T1[Agent Teams] --> GW1[Mesh Gateway]
end
subgraph "Business Unit 2"
T2[Agent Teams] --> GW2[Mesh Gateway]
end
subgraph "Governance Platform"
GW1 & GW2 --> HV[Agent Runtime]
HV --> OS[Agent OS Kernel]
HV --> MESH[AgentMesh Trust Layer]
OS --> PE[Federated Policy Engine]
OS --> PID[Prompt Injection Detector]
MESH --> DID[DID Identity Registry]
end
subgraph "SRE Platform"
SRE[Agent SRE] --> CHAOS[Chaos Engine]
SRE --> ANOMALY[Anomaly Detector]
SRE --> OTEL[OpenTelemetry]
OTEL --> DASH[SRE Dashboard]
end
HV --> SRE
The full enterprise deployment adds trust mesh, runtime isolation, and federated policies on top of the multi-team pattern. Each business unit connects through a mesh gateway that authenticates agents using decentralized identifiers (DIDs). The Agent Runtime provides runtime isolation, resource limits, and kill switches. Agent SRE adds chaos engineering and anomaly detection for fleet-wide reliability.

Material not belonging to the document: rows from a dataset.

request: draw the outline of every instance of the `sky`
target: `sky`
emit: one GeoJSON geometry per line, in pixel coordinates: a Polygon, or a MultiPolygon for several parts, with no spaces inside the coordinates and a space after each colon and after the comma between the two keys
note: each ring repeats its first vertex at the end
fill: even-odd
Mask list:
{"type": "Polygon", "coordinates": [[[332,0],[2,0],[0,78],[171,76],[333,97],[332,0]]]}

Deployment model: Platform-as-a-service with mesh gateways per business unit
Key capabilities:
- Federated policies: Global policies set by security team, local overrides per business unit
- DID-based identity: Cryptographic agent identity that works across organizational boundaries
- Runtime isolation: Agent Runtime enforces execution rings and resource limits per agent
- Chaos engineering: Continuous adversarial testing of governance controls
- Anomaly detection: ML-based behavioral analysis across the entire agent fleet
Federation example:
# Global policy (enforced everywhere)
global:
policies:
- no-pii-in-logs
- prompt-injection-detection
- max-token-budget: 100000
# Business unit override
business_units:
healthcare:
policies:
- hipaa-compliance
- phi-detection
- max-token-budget: 50000 # Stricter limit
engineering:
policies:
- code-execution-sandbox
- dependency-allowlist| Factor | Single-Team | Multi-Team | Enterprise |
|---|---|---|---|
| Agents | 1–20 | 20–200 | 200+ |
| Teams | 1 | 2–10 | 10+ |
| Deployment | Embedded library | Centralized API | Federated platform |
| Policy mgmt | Local config | Central API | Federated with overrides |
| Identity | Agent ID strings | API keys / JWT | DID-based cryptographic |
| Audit | Local logs | Central database | Immutable distributed store |
| Compliance | Basic | SOC2-ready | SOC2, HIPAA, GDPR |
| Infrastructure | Single node | 3–5 node cluster | Multi-region K8s |
Most teams start with the single-team pattern and migrate as needs grow:
- Single → Multi-Team: Extract the embedded kernel into a standalone API server. Add a shared audit store. Migrate policy files to the central API.
- Multi-Team → Enterprise: Add AgentMesh gateways. Deploy Agent Runtime for runtime isolation. Set up DID registry. Configure federated policies.
Each migration is incremental — no big-bang cutover required.